The world is already broken. The question is how the systems, mechanics, and player experience can reflect that condition while still offering something worth engaging with.
▸Pillars
Expressive Movement
Movement is not only traversal. It is part of combat identity. The player should feel that how they move is as much a part of their playstyle as what they do.
That means parkour and flow-state thinking are not just about getting from point A to point B. They are also about how the player approaches combat, exploration, and world interaction.
The player should feel that momentum, angle, and timing are meaningful decisions rather than animation glue between encounters. That is why parkour and flow-state thinking sit so close to the rest of the combat design.
Meaningful Choice
The game is structured around consequences rather than binary morality. The player should feel that their choices are meaningful, but not that there is a single right way to play.

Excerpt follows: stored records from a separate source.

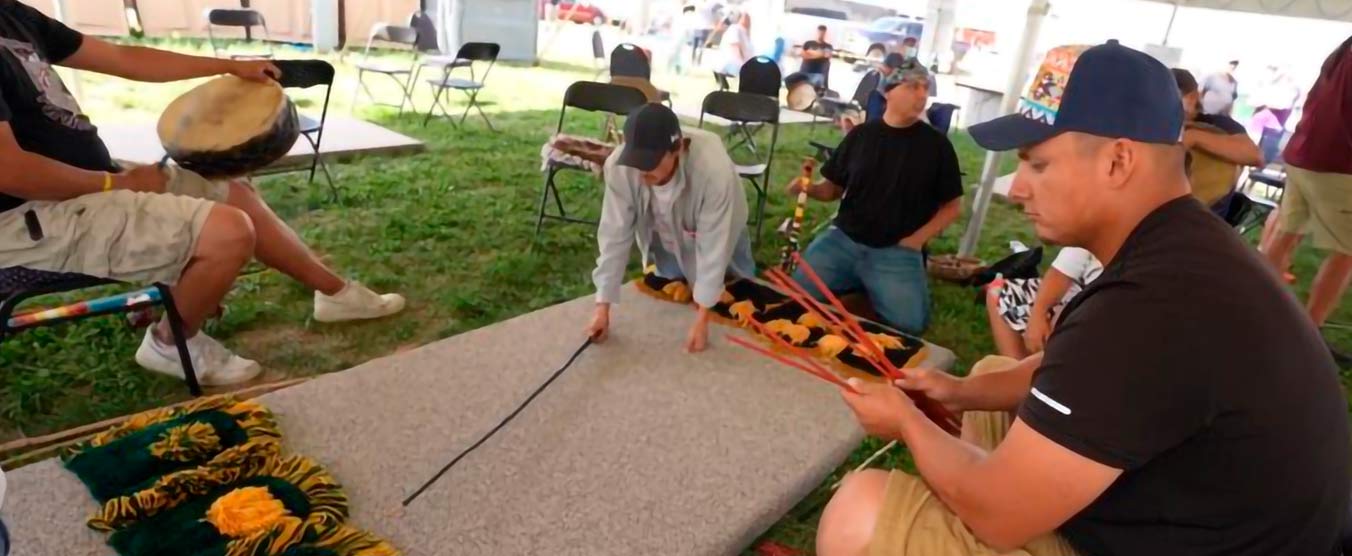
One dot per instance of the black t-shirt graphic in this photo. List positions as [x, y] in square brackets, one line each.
[1191, 367]
[818, 65]
[894, 177]
[41, 111]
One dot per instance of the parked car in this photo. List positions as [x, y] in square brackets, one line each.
[576, 12]
[884, 35]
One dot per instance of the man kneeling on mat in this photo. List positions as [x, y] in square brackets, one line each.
[1185, 405]
[678, 194]
[66, 207]
[899, 186]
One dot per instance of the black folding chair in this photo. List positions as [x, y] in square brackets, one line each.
[245, 18]
[615, 100]
[303, 75]
[472, 52]
[760, 76]
[399, 73]
[20, 284]
[630, 61]
[429, 50]
[745, 110]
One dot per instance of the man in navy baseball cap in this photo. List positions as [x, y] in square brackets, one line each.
[1185, 405]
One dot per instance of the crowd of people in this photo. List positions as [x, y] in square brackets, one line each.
[1157, 391]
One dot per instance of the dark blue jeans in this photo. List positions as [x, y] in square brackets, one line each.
[894, 278]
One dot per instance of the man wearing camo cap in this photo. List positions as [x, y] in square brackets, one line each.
[899, 186]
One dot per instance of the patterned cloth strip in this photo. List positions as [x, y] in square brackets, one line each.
[83, 309]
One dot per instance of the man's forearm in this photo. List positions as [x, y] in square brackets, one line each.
[1236, 149]
[1001, 390]
[37, 177]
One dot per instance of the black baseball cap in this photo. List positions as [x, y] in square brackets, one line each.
[650, 131]
[1107, 91]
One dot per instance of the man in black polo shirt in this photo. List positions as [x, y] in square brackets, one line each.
[1185, 405]
[899, 186]
[66, 207]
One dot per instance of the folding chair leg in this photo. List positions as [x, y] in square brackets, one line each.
[180, 340]
[544, 202]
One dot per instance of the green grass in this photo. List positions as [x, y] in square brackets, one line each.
[450, 229]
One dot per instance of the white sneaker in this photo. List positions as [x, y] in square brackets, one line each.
[356, 302]
[211, 361]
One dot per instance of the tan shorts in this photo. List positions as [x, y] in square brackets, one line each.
[1320, 204]
[119, 234]
[915, 522]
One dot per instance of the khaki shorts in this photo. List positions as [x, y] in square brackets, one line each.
[1320, 204]
[915, 522]
[119, 234]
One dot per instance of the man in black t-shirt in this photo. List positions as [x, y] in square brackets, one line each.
[817, 58]
[1185, 405]
[899, 186]
[66, 207]
[1217, 145]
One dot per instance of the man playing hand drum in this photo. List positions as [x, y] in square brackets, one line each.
[65, 206]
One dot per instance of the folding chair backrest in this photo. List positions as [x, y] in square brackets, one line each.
[600, 98]
[630, 61]
[304, 73]
[235, 18]
[598, 46]
[741, 107]
[426, 30]
[867, 85]
[479, 52]
[395, 34]
[760, 76]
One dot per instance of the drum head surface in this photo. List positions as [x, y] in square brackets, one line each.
[221, 115]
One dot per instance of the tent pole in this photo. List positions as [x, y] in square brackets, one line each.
[1037, 11]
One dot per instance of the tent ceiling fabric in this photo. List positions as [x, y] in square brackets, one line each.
[1326, 10]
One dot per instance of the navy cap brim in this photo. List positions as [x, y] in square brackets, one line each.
[1011, 131]
[642, 160]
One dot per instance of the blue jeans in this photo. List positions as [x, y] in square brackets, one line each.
[894, 278]
[741, 265]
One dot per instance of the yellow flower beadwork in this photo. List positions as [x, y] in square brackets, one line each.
[245, 512]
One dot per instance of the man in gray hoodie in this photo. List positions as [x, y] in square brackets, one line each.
[678, 194]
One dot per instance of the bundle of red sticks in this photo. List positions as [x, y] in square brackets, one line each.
[842, 323]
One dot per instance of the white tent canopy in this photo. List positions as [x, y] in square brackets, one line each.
[1322, 10]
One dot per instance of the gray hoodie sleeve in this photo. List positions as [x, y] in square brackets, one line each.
[717, 240]
[615, 234]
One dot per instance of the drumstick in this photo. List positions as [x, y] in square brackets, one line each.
[803, 181]
[829, 378]
[934, 410]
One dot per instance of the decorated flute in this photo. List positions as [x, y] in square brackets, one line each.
[786, 260]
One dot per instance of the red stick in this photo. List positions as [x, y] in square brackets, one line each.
[832, 379]
[837, 326]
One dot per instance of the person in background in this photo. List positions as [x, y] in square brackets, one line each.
[707, 15]
[1220, 91]
[1318, 184]
[676, 194]
[737, 45]
[817, 58]
[1022, 313]
[1217, 148]
[1183, 405]
[899, 186]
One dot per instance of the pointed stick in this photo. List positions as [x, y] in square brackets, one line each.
[829, 378]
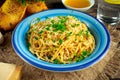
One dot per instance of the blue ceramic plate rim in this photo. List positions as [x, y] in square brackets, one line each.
[58, 67]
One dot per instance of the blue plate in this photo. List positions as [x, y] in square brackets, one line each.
[101, 34]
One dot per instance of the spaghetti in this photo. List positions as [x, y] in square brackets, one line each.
[61, 39]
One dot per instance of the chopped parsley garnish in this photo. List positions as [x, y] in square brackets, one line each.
[56, 61]
[36, 38]
[49, 56]
[41, 32]
[87, 33]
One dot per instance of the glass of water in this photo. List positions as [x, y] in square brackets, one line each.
[108, 13]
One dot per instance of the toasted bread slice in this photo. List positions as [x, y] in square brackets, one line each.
[10, 71]
[11, 13]
[34, 7]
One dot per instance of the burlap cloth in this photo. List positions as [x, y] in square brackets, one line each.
[106, 69]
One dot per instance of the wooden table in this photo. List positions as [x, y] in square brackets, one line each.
[107, 68]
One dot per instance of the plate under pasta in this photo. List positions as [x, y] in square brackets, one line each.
[60, 39]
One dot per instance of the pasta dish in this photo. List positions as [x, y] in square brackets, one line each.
[60, 40]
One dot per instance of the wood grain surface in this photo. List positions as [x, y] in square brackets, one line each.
[107, 69]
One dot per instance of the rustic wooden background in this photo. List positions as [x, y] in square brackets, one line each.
[107, 69]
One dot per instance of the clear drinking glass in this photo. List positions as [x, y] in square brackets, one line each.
[108, 13]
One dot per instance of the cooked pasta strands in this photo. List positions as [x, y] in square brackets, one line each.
[62, 39]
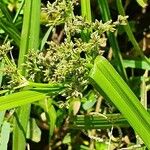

I want player decisions to register through faction dynamics, narrative pressure, and world-state shifts. The emphasis is on context and tradeoff, not clearly labeled right answers.
Systemic Depth
Combat, builds, progression, and world systems should reinforce one another. The player should feel that the tools they have are part of a larger ecosystem of systems that interact in interesting ways.
The ideal outcome is that different players can solve similar problems through different combinations of tools, roles, and priorities without the game flattening them back into one optimal path.
Respect Player Time
I do not want grind for its own sake.
Even when the project borrows inspiration from games with heavy progression loops, the design standard here is that repetition should either deepen mastery, reveal something new, or be optional.
Mechanics As Metaphor
The fiction should not sit on top of the mechanics like packaging. The systems should be designed to communicate something about the world, the characters, and the themes.
When a player is learning how to use a tool or navigate a system, they should also be learning something about what that tool or system means in the context of the world, e.g. an ability is not just a way to deal damage. It is a way to express personality, or to interact with the world in a way that says something about it.
▸UX Implications
Coming from a UX background, I think about readability and emotional tone at the same time. That means:
- ▪dense interfaces should still scan quickly
- ▪visual hierarchy should communicate urgency and state clearly
- ▪terminology should support memory, not just flavor
- ▪navigation should help a reviewer or player understand the structure of the game without needing a lore lecture first
▸World Before Plot
The most important project rules is that nu-Eden should feel like a world before it feels like a game.
That affects how I think about documents, codex pages, factions, and the prototype itself. The player is important, but not the only thing making the world move.
▸The Working Standard
If a feature does not improve clarity, deepen expression, or strengthen the relationship between system and theme, it should be questioned whether it belongs in the game.
That standard is especially important on a first game project, where the temptation to keep adding cool ideas is much stronger than the discipline to cut them.